Mr Ayres stepped down during an independent review into the scandal.
At the time, Premier Dominic Perrottet said he had been provided with information that showed the recruitment process of Mr Barilaro “was not at arms length” to government.
A separate review was then conducted by high-profile barrister Bruce McClintock, SC, into whether Mr Ayres breached the ministerial code of conduct.
The former minister was cleared of wrongdoing in September and his future role in the Perrottet government has been unclear since then.
Mr Perrottet has now confirmed Mr Ayres will play a prominent role as a senior minister post-March, if the Coalition wins the election.
His decision has been revealed as Mr Ayres faces a battle in his Western Sydney seat of Penrith, which he holds on a slim margin of 1.3 per cent.
It is an electorate that is being targeted by Labor at the upcoming election and is considered a crucial seat for deciding the result.
The premier has refused to be drawn over whether he will announce a new line up for his frontbench before or after the election.
The government is losing five ministers at the March election due to retirements.
When Mr Ayres resigned from cabinet, his portfolios were handed over to existing ministers.
Opposition Leader Chris Minns has criticised the plan.
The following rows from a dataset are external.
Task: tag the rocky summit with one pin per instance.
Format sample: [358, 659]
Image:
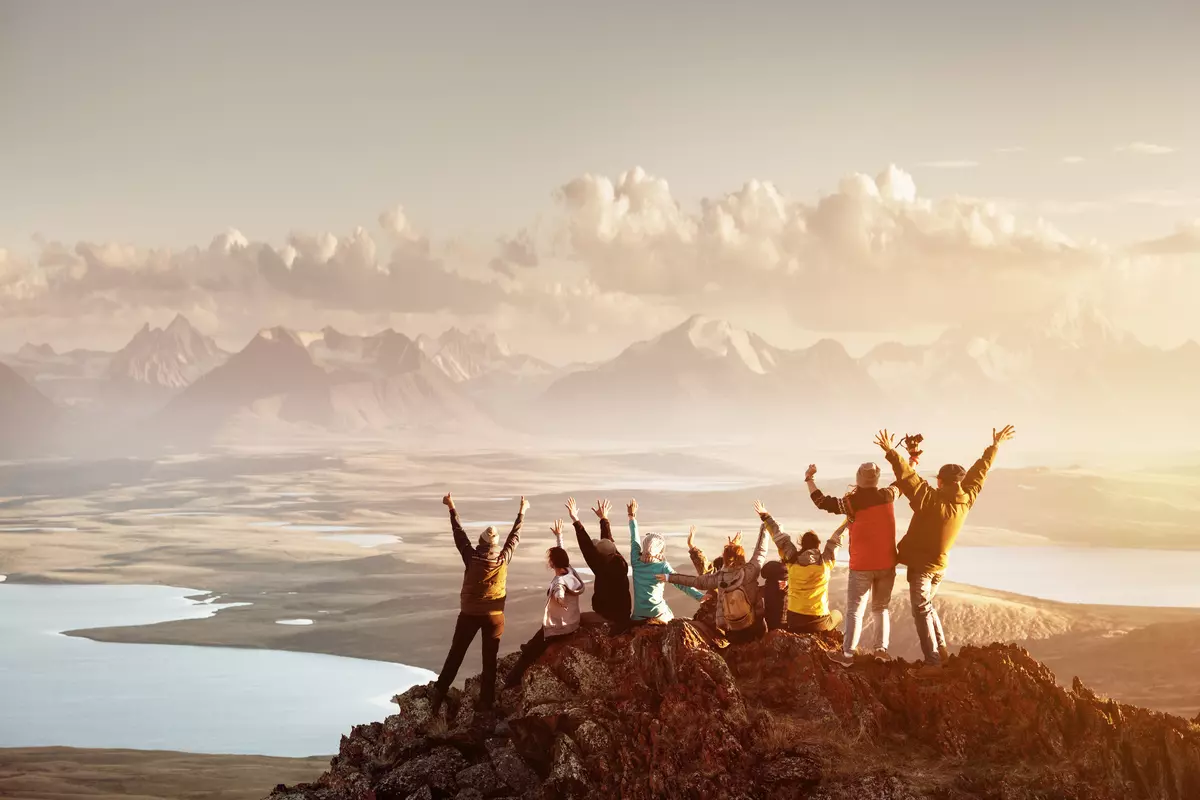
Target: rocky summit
[664, 713]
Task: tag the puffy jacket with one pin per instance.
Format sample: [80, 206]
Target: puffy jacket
[486, 576]
[808, 571]
[648, 601]
[937, 515]
[725, 579]
[873, 524]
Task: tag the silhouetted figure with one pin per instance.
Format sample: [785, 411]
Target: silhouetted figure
[481, 602]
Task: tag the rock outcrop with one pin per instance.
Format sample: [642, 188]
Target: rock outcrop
[663, 714]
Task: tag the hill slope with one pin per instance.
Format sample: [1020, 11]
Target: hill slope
[661, 714]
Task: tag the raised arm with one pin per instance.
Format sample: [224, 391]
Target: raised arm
[978, 473]
[510, 543]
[909, 482]
[460, 536]
[635, 545]
[829, 554]
[787, 548]
[833, 505]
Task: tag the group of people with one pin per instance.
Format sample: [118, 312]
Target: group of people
[795, 594]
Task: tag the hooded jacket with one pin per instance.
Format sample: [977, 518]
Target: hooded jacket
[610, 593]
[808, 571]
[486, 570]
[937, 515]
[562, 613]
[648, 601]
[873, 523]
[744, 577]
“Many people in New South Wales would say if the government gets re-elected and Stuart Ayres returns to that cabinet it’ll be back to jobs for the boys straight after March the 25th,” Mr Minns said.
“Our view is that is time for a clean sheet in New South Wales, a fresh start with a new team and getting rid of that culture that says old political colleagues and former deputy premiers should be rewarded with taxpayer-funded jobs.”